Azure Backup et System Center Data Protection Manager: comprendre l'histoire, la tarification etc...


System Center DPM sauvegarde les données des fichiers et des applications. Les données sauvegardées dans DPM peuvent être stockées sur bande, sur disque, ou depuis quelques temps sauvegardées dans Azure avec Microsoft Azure Backup (solution de sauvegarde intégrée au Cloud pour protéger les données de vos applications et les stocker dans votre coffre fort sécurisé).

Dans un scénario simple d'utilisation d'Azure Backup seul (c'est à dire sans DPM), on paye les instances protégés par le service de sauvegarde cloud et le stockage consommé par ces backups.

Ceci étant dit, comprendre l'histoire entre DPM (groupes de protection) et Azure (instance/stockage), notamment le modèle tarifaire et pourquoi ces tarifs peut amener certaines confusions.

Quelques clarifications sont à mon sens nécessaires:

Rappel sur le modèle de tarification d'Azure Backup

La tarification du service Azure Backup est basée sur le nombre de machines à sauvegarder ainsi que sur la quantité de stockage consommé (blob de type bloc en LRS ou GRS, j'explique dans un autre article comment estimer ce besoin). Ainsi, la facture Azure mensuelle fait apparaître une ligne concernant les "instances protégées".
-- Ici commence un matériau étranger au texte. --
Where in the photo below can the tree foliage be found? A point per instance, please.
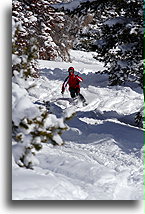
(116, 34)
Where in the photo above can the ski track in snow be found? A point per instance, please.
(102, 158)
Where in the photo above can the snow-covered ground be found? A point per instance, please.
(102, 158)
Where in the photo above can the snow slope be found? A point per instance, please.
(102, 158)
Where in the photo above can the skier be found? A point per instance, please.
(73, 81)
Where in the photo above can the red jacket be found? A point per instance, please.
(73, 82)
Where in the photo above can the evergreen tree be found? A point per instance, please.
(29, 131)
(115, 33)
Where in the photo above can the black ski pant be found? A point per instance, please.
(76, 92)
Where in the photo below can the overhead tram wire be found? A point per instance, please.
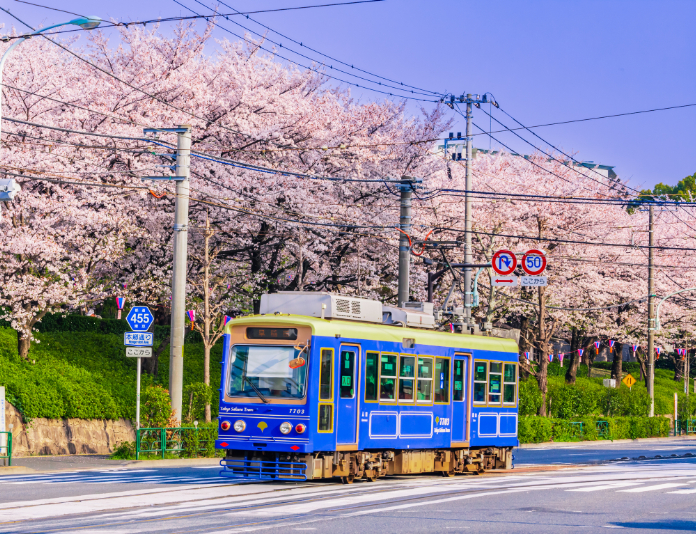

Qu'est ce qu'une instance protégée?

En résumé, une instance correspond à un serveur protégé (c'est à dire sur lequel on a installé l'agent DPM) et n'a rien à voir avec le groupe de protection au sens DPM (qui sert à définir ensuite les stratégies de sauvegarde). L'instance peut être une VM dans le IaaS Azure, un serveur physique ou encore une machine virtuelle qui tourne sur un hyperviseur comme Hyper-V.

En fonction de la taille de l'instance, on aura un coût forfaitaire mensuel en plus du stockage. Pour cela, je vous renvoi à la page officielle des tarifs Tarification Azure Backup.

Et donc avec mon DPM? 🙂

Regardons l'exemple suivant pour bien comprendre:

DPMAB
Ici, nous avons un serveur DPM déployé à demeure avec son stockage local et il protège 4 serveurs (2 physiques & 2 VMs, les data sources). Comme on l'a vu, Azure Backup est facturé uniquement en fonction des machines protégées et donc DPM est simplement le véhicule qui permet d'acheminer le flux de données jusqu'au coffre de sauvegarde dans le cloud.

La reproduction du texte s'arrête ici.